Starting an Oil Painting Adventure!

I’ve been painting using watercolor as my primary medium since the late 1980’s.  Lately I’ve had this deep desire to try oil painting.  Now I’ve painted a few oil paintings over the years but I’ve not done enough of them to become a true proficient.  What’s more the oil painting process is very different from how one might approach a watercolor and so I began poking around on Instagram and found a few people whose work in oils I find immensely inspiring – Mark Boedges, Devin Michael Roberts and T. Allen Lawson (and more).  I have been following these painters and observing their work.  I’m a visual person and so I  learn a great deal just by seeing their work and sometimes they share short videos and I might watch them a few times.  And with that the seed was planted and all I needed to do was start.

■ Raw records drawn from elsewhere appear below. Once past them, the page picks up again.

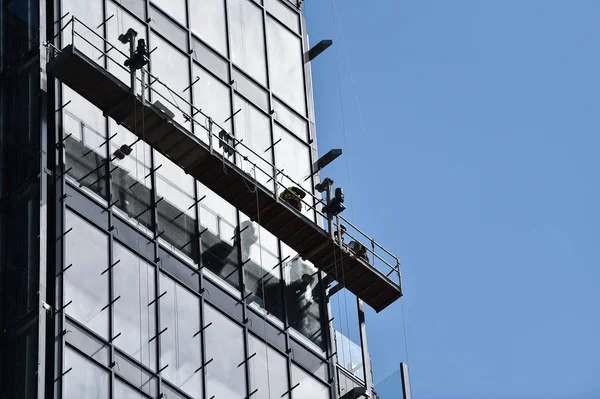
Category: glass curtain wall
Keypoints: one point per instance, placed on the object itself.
(174, 281)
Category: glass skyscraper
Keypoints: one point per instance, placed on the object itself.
(125, 273)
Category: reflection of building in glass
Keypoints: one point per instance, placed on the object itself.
(124, 274)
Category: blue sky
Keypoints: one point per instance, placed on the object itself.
(484, 121)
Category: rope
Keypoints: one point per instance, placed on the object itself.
(262, 282)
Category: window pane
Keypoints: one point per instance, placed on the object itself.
(134, 319)
(262, 272)
(268, 371)
(303, 297)
(177, 189)
(309, 387)
(87, 250)
(180, 349)
(171, 67)
(90, 13)
(123, 391)
(85, 380)
(175, 8)
(225, 345)
(254, 128)
(212, 97)
(85, 154)
(208, 22)
(292, 156)
(131, 183)
(219, 252)
(247, 39)
(286, 65)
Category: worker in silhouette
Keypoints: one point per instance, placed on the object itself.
(293, 196)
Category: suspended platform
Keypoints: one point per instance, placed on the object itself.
(206, 165)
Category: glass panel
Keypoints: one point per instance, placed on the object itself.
(171, 67)
(85, 380)
(303, 297)
(290, 120)
(250, 90)
(90, 13)
(262, 272)
(203, 55)
(286, 65)
(208, 22)
(135, 375)
(219, 252)
(116, 26)
(246, 33)
(169, 29)
(134, 318)
(87, 250)
(180, 346)
(225, 345)
(212, 97)
(293, 157)
(131, 181)
(86, 343)
(254, 128)
(85, 153)
(176, 213)
(123, 391)
(268, 371)
(175, 8)
(309, 387)
(284, 14)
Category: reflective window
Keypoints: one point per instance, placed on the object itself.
(135, 375)
(262, 272)
(218, 221)
(254, 128)
(131, 181)
(84, 127)
(176, 212)
(117, 25)
(308, 386)
(297, 167)
(208, 22)
(212, 97)
(90, 13)
(287, 118)
(180, 345)
(171, 67)
(246, 37)
(225, 345)
(268, 371)
(134, 317)
(303, 297)
(85, 285)
(123, 391)
(169, 29)
(175, 8)
(286, 65)
(84, 380)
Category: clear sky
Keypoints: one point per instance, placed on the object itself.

I’d received a sample set of oil paints from Williamsburg Oils a while ago and they have been sitting on the sidelines waiting for me.  I’m not sure why the I have been delayed in opening the tubes but I can only surmise that I was a little afraid.  But the desire to try oils began to grow and then became so strong that one day in mid November I began.  I squeezed out a little paint – not too much so as not to be wasteful – and began to paint.

I’d decided to start with an autumn scene because it is a subject I have found difficult to paint using watercolor. I was ready and excited… and so it began.  I can say that I don’t know for sure how to approach oil painting but I’ve watched a few videos and it seems that some people start with a tinted canvas and some don’t.  I decided to start this painting with a tinted canvas and I used the Raw Sienna that came in my Williamsburg set.  I would say next time I will use Burnt Sienna, Burnt Umber or Ultramarine Blue depending upon the subject I will be painting.  So already I’ve learned just a little and that makes me very happy.  The canvas I used is a 5 x 7 Gessobord by Ampersand.  It is a small format and smooth.  I’ve used canvases in the past and am not sure about the texture that the canvas creates and so this time I wanted a smooth service where I could control more of the texture.

And after I gave the canvas a quick tint with raw sienna I began to paint.  Alla Prima (wet on wet) I began until I needed to stop and let the whole thing dry.  At first it was difficult, different and then once I settled into the feel of the paint, the blending and buttery, creamy texture I began to feel just plain joyful!  I relaxed into the process and began to allow myself this time of exploration for the pure joy of it.  It was so freeing in comparison to my watercolor experience.  I still enjoy watercolor in all it’s unpredictability but these oils…. I fell in love immediately.

Here is my very beginning – the alla prima phase – and here I just laid in my general color scheme not really paying attention to the details but just trying to establish the value pattern (my pattern of darks and lights).  It was a start and I was hooked and I would work on this little painting on and off for about a month.  Not everyday because sometimes I would need to let the paint dry a bit but I worked on it regularly and finally it was finished.

So now I am getting read to start another but before that I need to finish some canvases I started long ago that remain unfinished and I will bring with me what I learned so far.

My pastor said in a recent sermon that it takes 10,000 hours to become a master… and so my journey has begun… the journey toward mastery.  Now mastery doesn’t mean every painting will be a masterpiece but mastery means I will gain knowledge, proficiency and ability.  I am ready for the journey.